Der vierte Punkt – es wurde dies schon von Stummvoll sehr richtig gesagt –: Arbeitslosigkeit und freie Stellen aufzurechnen ist einfach Schwachsinn. Es ist einfach Dummheit. Arbeitslosigkeit und freie Stellen aufzurechnen ist Schwachsinn und Dummheit. Und wer das tut, muß sich des Populismus zeihen lassen. (Beifall beim Liberalen Forum, bei SPÖ und ÖVP und bei den Grünen.)

Dazwischen liegt das Spannungsfeld der Qualifikation von Wohn- und Arbeitsort, von Zumutbarkeiten. Und hier, meine Damen und Herren von den Regierungsparteien, liegt Ihre Aufgabe, die Zumutbarkeitsbestimmungen nicht nur anzupassen, zu modernisieren, sondern sie auch anzuwenden. (Abg. Dr. Khol: Richtig!)

Wir haben in Österreich mit Stand Ende Mai 23 570 ausländische Arbeitslose. Wir haben – und da sind Gott sei Dank die arbeitslosen Ausländer auch dabei, weil wir bei den Berufen alle Berufstätigen erfassen – 6 193 arbeitslose Bauhilfsarbeiter, 31 805 arbeitslose Menschen in Fremdenverkehrsberufen, 2 038 arbeitslose Hausgehilfinnen, 8 934 arbeitslose Reinigungspersonen, also eine Vielzahl von arbeitslosen Menschen. Und trotzdem gelingt es manchen Betrieben nicht, und zwar wegen mangelnder Zumutbarkeit, wegen mangelnder Durchsetzung der Zumutbarkeit, auf dem Arbeitsmarkt Mitarbeiter zu finden.

Und daher ein klares Wort zu den Saisonniers: Herr Dr. Stummvoll! Die Wirtschaftskammer beschäftigt sich mit dieser Frage sehr stark. Ich glaube, in der heutigen Beschäftigungssituation brauchen wir Saisonniers dann nicht mehr, wenn wir die Zumutbarkeit vernünftig regeln.

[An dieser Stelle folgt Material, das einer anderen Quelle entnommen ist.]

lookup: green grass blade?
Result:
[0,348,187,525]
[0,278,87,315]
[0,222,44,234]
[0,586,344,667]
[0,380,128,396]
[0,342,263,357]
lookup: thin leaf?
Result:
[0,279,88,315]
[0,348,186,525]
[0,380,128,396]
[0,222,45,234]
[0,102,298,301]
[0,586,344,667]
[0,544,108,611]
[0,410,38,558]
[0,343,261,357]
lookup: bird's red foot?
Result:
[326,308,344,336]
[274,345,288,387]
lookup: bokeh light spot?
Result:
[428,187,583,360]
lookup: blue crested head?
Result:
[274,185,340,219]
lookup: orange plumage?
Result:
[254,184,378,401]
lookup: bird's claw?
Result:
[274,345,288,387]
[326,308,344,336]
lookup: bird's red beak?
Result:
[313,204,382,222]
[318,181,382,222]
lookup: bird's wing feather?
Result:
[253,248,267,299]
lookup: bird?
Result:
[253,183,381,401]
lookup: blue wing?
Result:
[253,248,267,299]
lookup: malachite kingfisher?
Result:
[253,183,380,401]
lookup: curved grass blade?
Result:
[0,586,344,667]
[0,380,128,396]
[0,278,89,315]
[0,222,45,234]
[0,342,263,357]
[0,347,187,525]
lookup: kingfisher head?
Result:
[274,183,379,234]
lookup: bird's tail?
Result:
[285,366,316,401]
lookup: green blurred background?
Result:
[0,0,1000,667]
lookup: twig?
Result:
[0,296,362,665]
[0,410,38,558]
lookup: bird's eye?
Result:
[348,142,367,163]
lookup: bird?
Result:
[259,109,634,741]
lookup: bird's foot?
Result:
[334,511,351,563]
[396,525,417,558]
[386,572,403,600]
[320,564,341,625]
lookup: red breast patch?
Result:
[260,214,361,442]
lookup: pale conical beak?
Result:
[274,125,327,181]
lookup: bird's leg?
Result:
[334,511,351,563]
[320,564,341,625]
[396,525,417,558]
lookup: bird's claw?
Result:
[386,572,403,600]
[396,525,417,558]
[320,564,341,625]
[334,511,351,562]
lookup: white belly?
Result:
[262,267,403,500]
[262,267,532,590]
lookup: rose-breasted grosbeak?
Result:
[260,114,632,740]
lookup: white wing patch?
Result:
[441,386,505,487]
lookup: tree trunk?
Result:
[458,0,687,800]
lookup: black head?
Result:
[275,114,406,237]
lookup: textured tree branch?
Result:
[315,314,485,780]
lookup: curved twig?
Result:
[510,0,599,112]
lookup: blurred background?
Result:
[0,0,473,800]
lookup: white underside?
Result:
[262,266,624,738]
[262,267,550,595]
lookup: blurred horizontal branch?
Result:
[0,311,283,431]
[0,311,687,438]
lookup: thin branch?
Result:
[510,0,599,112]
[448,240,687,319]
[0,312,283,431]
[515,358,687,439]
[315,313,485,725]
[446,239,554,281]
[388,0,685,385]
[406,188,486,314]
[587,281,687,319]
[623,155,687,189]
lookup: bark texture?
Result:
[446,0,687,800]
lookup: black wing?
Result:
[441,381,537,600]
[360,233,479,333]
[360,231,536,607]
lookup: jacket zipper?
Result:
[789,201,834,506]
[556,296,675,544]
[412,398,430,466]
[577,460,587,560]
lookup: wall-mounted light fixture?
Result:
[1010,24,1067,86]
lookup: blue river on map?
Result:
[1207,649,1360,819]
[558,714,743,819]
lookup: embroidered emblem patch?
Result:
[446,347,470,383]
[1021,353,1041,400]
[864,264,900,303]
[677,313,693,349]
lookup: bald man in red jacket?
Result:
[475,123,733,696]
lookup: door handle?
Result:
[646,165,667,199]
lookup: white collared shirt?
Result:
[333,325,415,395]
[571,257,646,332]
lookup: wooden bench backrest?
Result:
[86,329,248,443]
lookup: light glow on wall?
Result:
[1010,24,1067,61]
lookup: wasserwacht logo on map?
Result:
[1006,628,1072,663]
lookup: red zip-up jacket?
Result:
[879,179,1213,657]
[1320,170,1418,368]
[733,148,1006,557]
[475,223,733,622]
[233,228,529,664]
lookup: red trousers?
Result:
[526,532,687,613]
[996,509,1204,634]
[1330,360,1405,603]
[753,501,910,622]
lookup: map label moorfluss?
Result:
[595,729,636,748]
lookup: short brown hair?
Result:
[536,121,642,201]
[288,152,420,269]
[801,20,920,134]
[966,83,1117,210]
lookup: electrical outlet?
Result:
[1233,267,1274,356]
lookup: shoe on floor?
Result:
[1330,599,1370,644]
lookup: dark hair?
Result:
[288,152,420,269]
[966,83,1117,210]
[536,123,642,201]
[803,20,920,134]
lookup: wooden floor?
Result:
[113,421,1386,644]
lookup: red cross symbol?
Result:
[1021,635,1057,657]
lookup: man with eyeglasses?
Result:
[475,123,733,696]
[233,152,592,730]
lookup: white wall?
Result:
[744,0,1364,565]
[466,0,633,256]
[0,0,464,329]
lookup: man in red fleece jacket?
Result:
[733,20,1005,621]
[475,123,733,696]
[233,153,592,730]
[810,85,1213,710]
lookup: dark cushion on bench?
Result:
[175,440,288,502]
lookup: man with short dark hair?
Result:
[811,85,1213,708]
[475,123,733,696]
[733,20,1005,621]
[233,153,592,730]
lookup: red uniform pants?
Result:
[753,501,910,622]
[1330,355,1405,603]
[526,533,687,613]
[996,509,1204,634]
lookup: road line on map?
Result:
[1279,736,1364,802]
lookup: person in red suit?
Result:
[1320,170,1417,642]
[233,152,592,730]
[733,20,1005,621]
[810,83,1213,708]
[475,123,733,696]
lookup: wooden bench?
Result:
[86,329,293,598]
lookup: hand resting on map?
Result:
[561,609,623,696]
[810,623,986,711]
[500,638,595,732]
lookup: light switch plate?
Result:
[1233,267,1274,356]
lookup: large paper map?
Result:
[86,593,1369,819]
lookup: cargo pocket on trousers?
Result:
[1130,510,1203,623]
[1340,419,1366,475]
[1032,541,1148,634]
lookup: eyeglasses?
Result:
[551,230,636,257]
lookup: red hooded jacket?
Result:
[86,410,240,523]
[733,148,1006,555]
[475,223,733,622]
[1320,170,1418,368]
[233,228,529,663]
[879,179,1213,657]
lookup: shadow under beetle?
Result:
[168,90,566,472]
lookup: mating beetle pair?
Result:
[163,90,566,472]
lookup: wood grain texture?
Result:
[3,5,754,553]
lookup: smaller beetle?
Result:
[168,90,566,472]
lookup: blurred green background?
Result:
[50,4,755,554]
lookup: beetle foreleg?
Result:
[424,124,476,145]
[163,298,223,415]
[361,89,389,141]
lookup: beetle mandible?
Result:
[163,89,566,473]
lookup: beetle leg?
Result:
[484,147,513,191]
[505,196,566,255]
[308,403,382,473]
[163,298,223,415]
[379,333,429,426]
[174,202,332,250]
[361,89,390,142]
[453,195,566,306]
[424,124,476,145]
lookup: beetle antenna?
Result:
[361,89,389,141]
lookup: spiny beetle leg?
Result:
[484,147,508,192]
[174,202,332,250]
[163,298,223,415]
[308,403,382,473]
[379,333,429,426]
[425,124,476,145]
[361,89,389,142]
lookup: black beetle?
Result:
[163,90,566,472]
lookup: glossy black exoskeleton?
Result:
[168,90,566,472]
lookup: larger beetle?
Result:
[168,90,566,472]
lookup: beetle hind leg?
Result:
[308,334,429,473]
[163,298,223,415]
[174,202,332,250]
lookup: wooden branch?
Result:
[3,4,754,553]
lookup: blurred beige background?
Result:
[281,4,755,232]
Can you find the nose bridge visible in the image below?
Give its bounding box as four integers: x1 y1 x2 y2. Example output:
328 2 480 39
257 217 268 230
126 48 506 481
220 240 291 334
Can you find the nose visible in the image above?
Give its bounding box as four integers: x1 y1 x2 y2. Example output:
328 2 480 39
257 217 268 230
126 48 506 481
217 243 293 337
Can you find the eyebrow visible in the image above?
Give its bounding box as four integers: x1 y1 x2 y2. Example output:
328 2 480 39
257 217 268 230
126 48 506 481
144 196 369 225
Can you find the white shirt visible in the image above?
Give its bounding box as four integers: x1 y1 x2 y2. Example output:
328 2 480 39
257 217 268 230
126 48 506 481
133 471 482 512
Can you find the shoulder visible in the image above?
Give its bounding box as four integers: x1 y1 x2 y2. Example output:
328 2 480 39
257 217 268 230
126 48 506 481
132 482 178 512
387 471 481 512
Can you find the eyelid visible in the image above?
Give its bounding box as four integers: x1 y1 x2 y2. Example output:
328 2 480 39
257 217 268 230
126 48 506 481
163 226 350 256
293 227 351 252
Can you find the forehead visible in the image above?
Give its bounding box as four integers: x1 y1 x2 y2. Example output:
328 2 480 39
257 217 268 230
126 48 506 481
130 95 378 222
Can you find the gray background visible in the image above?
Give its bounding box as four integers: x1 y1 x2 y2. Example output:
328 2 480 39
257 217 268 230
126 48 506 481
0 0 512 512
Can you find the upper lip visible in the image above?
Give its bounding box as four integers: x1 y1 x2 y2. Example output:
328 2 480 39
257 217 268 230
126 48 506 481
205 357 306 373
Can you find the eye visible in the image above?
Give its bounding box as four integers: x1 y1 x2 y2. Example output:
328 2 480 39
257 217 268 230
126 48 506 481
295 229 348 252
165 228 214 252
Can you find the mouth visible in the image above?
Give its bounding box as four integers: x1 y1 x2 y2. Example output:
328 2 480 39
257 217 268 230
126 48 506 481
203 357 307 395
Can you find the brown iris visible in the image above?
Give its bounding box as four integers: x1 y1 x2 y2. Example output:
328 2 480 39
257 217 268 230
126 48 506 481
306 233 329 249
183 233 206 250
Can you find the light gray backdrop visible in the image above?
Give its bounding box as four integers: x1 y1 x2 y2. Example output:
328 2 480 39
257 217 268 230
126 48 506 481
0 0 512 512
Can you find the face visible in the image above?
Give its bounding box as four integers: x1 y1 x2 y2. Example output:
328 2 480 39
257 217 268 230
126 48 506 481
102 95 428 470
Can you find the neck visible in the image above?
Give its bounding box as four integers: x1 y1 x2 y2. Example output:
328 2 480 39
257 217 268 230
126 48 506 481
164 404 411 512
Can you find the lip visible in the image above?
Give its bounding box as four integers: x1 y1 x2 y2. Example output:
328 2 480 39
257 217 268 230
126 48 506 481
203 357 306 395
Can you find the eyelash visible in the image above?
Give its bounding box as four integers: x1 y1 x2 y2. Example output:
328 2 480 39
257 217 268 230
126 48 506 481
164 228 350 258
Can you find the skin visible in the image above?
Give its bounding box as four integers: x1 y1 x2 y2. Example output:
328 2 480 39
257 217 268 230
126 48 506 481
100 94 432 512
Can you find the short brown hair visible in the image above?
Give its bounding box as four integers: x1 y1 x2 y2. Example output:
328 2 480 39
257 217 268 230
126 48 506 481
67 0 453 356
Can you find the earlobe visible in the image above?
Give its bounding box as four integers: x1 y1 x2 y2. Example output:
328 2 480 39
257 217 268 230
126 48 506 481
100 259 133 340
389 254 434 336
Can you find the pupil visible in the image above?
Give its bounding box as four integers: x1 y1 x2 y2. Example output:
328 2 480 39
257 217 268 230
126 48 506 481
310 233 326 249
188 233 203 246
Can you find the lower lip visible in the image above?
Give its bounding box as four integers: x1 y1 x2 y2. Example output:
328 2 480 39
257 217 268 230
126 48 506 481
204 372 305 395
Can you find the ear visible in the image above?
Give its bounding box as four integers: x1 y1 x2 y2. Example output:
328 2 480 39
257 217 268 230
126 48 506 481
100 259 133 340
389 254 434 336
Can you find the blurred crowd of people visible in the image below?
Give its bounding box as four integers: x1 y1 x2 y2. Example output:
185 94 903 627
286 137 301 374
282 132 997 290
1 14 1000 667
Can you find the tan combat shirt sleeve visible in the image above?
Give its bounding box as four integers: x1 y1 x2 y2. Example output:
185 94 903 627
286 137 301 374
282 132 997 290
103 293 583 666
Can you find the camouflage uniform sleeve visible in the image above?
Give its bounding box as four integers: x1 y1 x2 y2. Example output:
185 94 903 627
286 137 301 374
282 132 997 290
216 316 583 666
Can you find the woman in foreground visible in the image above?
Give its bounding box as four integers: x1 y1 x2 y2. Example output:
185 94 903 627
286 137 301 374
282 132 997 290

Nur einen Status des Saisonniers lasse ich mir nicht nehmen, meine Damen und Herren: Für die junge australische Studentin, für den kanadischen Studenten, für den Handwerker aus Norwegen, für den Schweizer jungen Mann, der unsere Kultur, unser Land, unsere Sprache kennenlernen will, der nicht in unser Sozialsystem integriert werden will, der nur für eine bestimmte Zeit, drei, sechs Monate, bei uns arbeiten und unser Land kennenlernen will, muß Platz bleiben in Österreich. Das ist aber eine ganz andere Form von Saisonnier als derjenige, der gemeint ist für die Beschäftigung in Branchen, in denen wir sonst keine Mitarbeiter bekommen. (Beifall beim Liberalen Forum und bei der ÖVP.)

Der sechste Punkt: Eines ist klar, und jeder, der verantwortungsvoll darüber diskutiert, weiß das: Die Einwanderungspolitik hat Grenzen, und gerade weil sie Grenzen hat, möchte ich heute eine Einwanderungsdebatte führen und keine Ausländerdebatte. Die Menschenrechtskonvention ist halt nicht relativierbar. Sie ist Gott sei Dank so glasklar beschlossen, und wir haben sie als Österreicher unterschrieben. Und auch Asylrecht und Humanität sind nicht diskutierbar – auch wenn die Ergebnisse schwierig sind, auch wenn es Belastungen gibt. Aber nur zu sagen, wir sind für die Österreicher, und die Ausländer sind uns egal, das geht nicht, das ist zu schmal gedacht. Menschen, die in unserem Land leben, Menschen, die in Not sind, sind unser Problem, gleichgültig, welche Staatsbürgerschaft sie letztlich haben.

Einwanderung muß immer größer als null sein. Wir brauchen eine schrittweise Einwanderung in einer offenen Weltwirtschaft, in der Betriebsansiedelung, in der Qualifikation, in der Ausbildung, in der kulturellen Bereicherung unseres Landes. Sie muß aber begrenzt sein in der Integrationsfähigkeit, wobei Integrationsfähigkeit nicht Unterordnung, sondern Eingliederung, partnerschaftliches Nebeneinanderleben heißt.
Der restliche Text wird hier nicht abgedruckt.